Liang Fei dan para bandit bergerak dalam keheningan malam, menyusuri jalur sempit yang hanya diketahui oleh para bandit. Sinar bulan tersembunyi di balik awan, menambah kesan rahasia.
Liang Fei tetap waspada, menyadari jebakan bisa muncul kapan saja. Setelah beberapa saat perjalanan, mereka tiba di lembah kecil yang dikelilingi tebing.
Markas bandit bulan perak tersembunyi dan tak terlihat dari jalur biasa. Sebuah pintu kayu besar yang tampak berat terdapat di bagian bawah tebing, dijaga oleh dua orang yang kini terkejut melihat Liang Fei bersama kelompok bandit.
"Katakan apa urusan pria itu disini!" teriak penjaga kepada rekannya yang pergi untuk mengincar kereta pedagang.
Salah satu penjaga melihat rekannya dan menyadari jumlah mereka yang kurang.
"Dimana sisa kelompok kalian?" tanya penjaga itu, ia mulai menaruh curiga terhadap Liang Fei dan rekan rekannya yang tampak tertindas olehnya.
"D-dia pelakunya!" teriak Go Hua sambil menunjuk Liang Fei.
Para penjaga terperangah sejenak sebelum meningkatkan kewaspadaan mereka terhadap Liang Fei.

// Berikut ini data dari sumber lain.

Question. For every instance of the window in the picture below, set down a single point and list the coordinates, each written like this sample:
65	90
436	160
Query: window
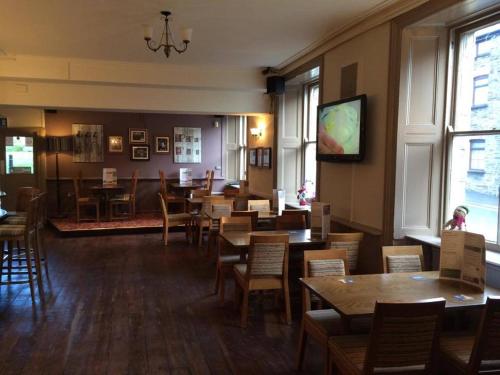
19	155
476	155
480	94
475	138
311	101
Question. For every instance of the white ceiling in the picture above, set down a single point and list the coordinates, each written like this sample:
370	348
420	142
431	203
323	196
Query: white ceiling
247	33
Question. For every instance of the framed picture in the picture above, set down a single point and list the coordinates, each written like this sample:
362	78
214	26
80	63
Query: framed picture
259	157
162	145
139	153
115	143
253	157
266	157
137	136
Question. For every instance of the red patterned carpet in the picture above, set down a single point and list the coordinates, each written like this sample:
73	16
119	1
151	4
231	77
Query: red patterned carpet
142	221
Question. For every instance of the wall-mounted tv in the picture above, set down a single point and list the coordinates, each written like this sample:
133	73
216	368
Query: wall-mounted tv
341	130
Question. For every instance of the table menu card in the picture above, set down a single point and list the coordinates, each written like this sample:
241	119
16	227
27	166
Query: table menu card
320	219
109	176
278	200
463	257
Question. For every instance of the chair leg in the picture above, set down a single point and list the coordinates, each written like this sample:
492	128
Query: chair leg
244	309
286	295
302	347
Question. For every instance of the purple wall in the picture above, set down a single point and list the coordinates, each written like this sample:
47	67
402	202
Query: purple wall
118	123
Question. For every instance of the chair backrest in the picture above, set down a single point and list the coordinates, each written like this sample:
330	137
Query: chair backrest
402	258
133	184
487	344
253	215
349	241
268	256
304	213
163	185
318	263
290	222
23	196
405	336
198	193
259	205
235	224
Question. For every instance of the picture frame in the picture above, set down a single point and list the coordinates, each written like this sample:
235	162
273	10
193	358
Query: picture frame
137	136
115	144
162	145
139	153
266	157
259	157
253	157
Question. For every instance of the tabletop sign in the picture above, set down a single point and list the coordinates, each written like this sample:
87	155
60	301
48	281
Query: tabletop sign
278	200
109	176
320	219
185	176
463	257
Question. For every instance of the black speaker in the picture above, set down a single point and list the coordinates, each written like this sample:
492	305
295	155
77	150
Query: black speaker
275	85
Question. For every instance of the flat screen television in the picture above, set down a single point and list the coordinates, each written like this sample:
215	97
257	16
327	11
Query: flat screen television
341	130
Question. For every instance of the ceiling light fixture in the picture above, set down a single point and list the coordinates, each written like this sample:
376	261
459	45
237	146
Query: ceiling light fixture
169	42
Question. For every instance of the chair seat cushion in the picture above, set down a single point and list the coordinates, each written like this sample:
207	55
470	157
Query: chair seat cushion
15	220
11	230
327	320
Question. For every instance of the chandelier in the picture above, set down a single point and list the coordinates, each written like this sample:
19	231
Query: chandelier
167	41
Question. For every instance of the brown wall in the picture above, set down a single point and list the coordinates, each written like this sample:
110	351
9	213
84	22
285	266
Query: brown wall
118	123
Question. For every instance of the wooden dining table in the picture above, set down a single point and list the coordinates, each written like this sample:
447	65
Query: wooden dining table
356	295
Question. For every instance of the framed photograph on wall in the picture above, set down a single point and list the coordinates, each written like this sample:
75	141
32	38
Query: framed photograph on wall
115	143
136	136
139	153
162	145
259	157
253	157
266	157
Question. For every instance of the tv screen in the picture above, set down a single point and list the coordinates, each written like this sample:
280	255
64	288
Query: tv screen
341	130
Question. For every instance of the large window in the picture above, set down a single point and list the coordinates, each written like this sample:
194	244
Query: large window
474	165
311	101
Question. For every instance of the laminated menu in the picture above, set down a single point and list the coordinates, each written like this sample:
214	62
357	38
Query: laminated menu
463	257
320	219
109	176
278	200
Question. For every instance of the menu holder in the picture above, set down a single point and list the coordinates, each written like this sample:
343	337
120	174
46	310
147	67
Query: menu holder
109	176
463	258
278	201
320	220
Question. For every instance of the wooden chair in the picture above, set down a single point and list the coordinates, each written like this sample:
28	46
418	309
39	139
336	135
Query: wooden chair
402	258
227	259
170	198
304	213
479	354
403	340
349	241
127	200
324	323
84	201
173	220
14	234
253	215
267	269
290	222
259	205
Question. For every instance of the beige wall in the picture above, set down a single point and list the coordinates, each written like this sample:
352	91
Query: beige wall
261	179
356	190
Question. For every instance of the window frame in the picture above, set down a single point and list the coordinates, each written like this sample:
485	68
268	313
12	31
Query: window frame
450	132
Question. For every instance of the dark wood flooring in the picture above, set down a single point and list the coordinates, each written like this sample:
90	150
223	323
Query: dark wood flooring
127	305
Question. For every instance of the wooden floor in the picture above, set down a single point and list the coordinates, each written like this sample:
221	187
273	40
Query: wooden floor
127	305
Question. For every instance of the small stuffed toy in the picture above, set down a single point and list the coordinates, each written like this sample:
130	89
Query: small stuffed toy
458	218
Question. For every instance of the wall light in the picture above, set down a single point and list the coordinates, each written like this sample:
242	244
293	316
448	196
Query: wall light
256	132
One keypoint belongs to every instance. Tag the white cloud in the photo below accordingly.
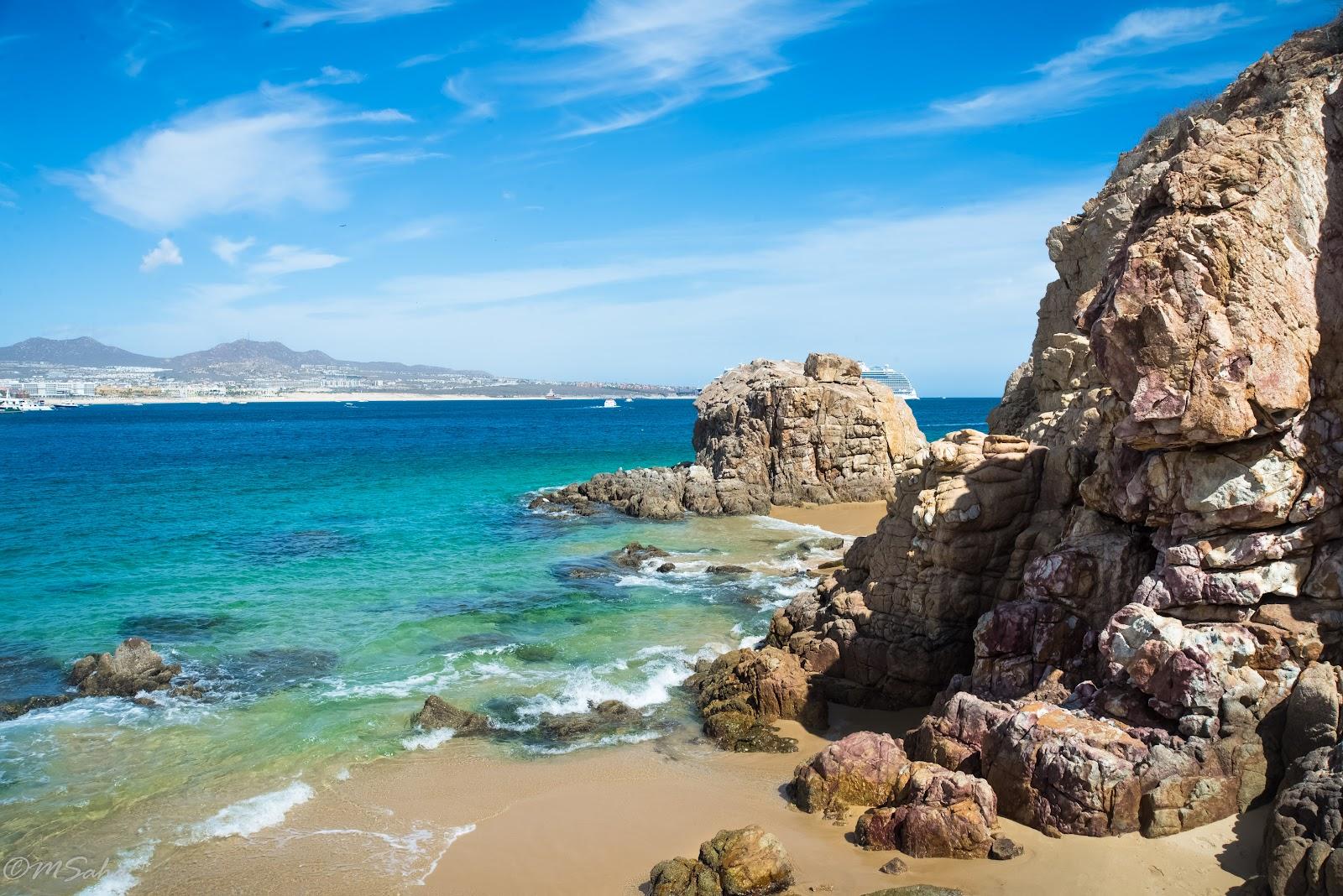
(230, 250)
(649, 300)
(423, 60)
(302, 15)
(163, 253)
(1095, 69)
(456, 87)
(633, 60)
(333, 76)
(288, 259)
(254, 154)
(416, 230)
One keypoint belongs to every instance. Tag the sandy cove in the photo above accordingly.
(597, 821)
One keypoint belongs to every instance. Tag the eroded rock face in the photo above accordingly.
(864, 768)
(745, 691)
(1302, 842)
(770, 432)
(1126, 604)
(747, 862)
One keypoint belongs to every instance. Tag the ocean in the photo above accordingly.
(320, 569)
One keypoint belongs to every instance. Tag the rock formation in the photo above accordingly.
(745, 691)
(1126, 602)
(440, 714)
(736, 862)
(770, 432)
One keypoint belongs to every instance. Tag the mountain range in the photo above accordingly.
(241, 356)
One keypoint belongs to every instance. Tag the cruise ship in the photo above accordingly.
(897, 381)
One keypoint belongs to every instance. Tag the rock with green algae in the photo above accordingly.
(747, 862)
(440, 714)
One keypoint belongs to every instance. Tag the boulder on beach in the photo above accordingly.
(770, 432)
(747, 862)
(440, 714)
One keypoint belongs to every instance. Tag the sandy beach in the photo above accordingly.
(467, 819)
(476, 817)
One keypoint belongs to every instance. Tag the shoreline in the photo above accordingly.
(472, 815)
(306, 398)
(597, 821)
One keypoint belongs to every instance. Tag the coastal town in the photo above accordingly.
(54, 372)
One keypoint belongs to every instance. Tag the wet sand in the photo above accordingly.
(597, 821)
(857, 518)
(474, 817)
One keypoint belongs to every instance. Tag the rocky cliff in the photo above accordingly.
(770, 432)
(1112, 597)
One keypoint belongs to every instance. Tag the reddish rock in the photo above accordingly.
(864, 768)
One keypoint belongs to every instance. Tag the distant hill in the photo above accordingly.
(241, 356)
(82, 353)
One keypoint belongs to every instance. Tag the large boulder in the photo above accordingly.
(1303, 840)
(133, 669)
(770, 432)
(864, 768)
(747, 862)
(745, 691)
(937, 815)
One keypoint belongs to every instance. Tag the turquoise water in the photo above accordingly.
(321, 569)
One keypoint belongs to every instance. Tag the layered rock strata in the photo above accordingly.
(1126, 600)
(770, 432)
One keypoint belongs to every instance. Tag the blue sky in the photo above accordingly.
(617, 190)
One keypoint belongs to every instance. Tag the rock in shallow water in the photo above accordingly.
(440, 714)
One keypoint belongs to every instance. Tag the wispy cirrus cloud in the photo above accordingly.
(254, 154)
(457, 87)
(1099, 66)
(629, 62)
(228, 250)
(304, 15)
(289, 259)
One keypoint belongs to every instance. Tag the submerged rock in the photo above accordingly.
(440, 714)
(635, 555)
(608, 716)
(134, 667)
(747, 862)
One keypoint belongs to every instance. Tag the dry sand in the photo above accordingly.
(473, 819)
(597, 821)
(857, 518)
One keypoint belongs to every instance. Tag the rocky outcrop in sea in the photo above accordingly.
(1121, 602)
(770, 432)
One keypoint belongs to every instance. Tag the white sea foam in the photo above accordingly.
(609, 741)
(429, 739)
(120, 880)
(414, 855)
(248, 815)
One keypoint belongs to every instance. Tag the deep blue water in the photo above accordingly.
(326, 566)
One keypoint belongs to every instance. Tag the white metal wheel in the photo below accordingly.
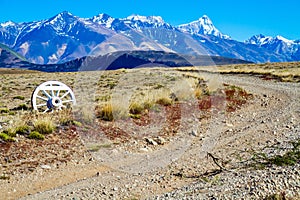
(52, 95)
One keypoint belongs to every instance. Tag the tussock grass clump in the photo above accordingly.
(4, 110)
(44, 126)
(10, 132)
(22, 129)
(164, 101)
(6, 138)
(136, 108)
(106, 113)
(36, 135)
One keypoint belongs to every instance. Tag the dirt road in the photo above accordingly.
(182, 168)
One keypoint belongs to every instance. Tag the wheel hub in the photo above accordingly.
(54, 103)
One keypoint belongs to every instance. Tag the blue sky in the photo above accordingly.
(237, 18)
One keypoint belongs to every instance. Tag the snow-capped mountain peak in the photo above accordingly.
(261, 40)
(287, 41)
(8, 23)
(145, 19)
(202, 26)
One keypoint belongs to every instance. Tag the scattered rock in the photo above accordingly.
(45, 167)
(194, 133)
(151, 141)
(160, 140)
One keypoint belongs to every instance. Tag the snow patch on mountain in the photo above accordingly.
(202, 26)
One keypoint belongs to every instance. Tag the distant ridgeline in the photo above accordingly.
(116, 60)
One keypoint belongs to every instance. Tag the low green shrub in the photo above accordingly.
(44, 126)
(36, 135)
(6, 137)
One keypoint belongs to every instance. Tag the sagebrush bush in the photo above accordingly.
(36, 135)
(136, 108)
(44, 126)
(10, 132)
(6, 137)
(164, 101)
(106, 113)
(22, 129)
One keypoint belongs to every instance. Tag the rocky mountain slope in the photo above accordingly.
(65, 37)
(115, 60)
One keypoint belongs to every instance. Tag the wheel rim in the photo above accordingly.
(52, 95)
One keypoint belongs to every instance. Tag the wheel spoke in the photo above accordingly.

Liang Fei, dengan ketenangannya yang menusuk, melangkah maju tanpa ragu.
"Aku datang untuk mencari harta kalian. Jika kalian tidak ingin melewati nasib yang sama dengan rekan kalian sebelumnya, aku sarankan untuk tidak melawan," ucapnya dengan tenang, sementara matanya menatap tajam ke arah para penjaga.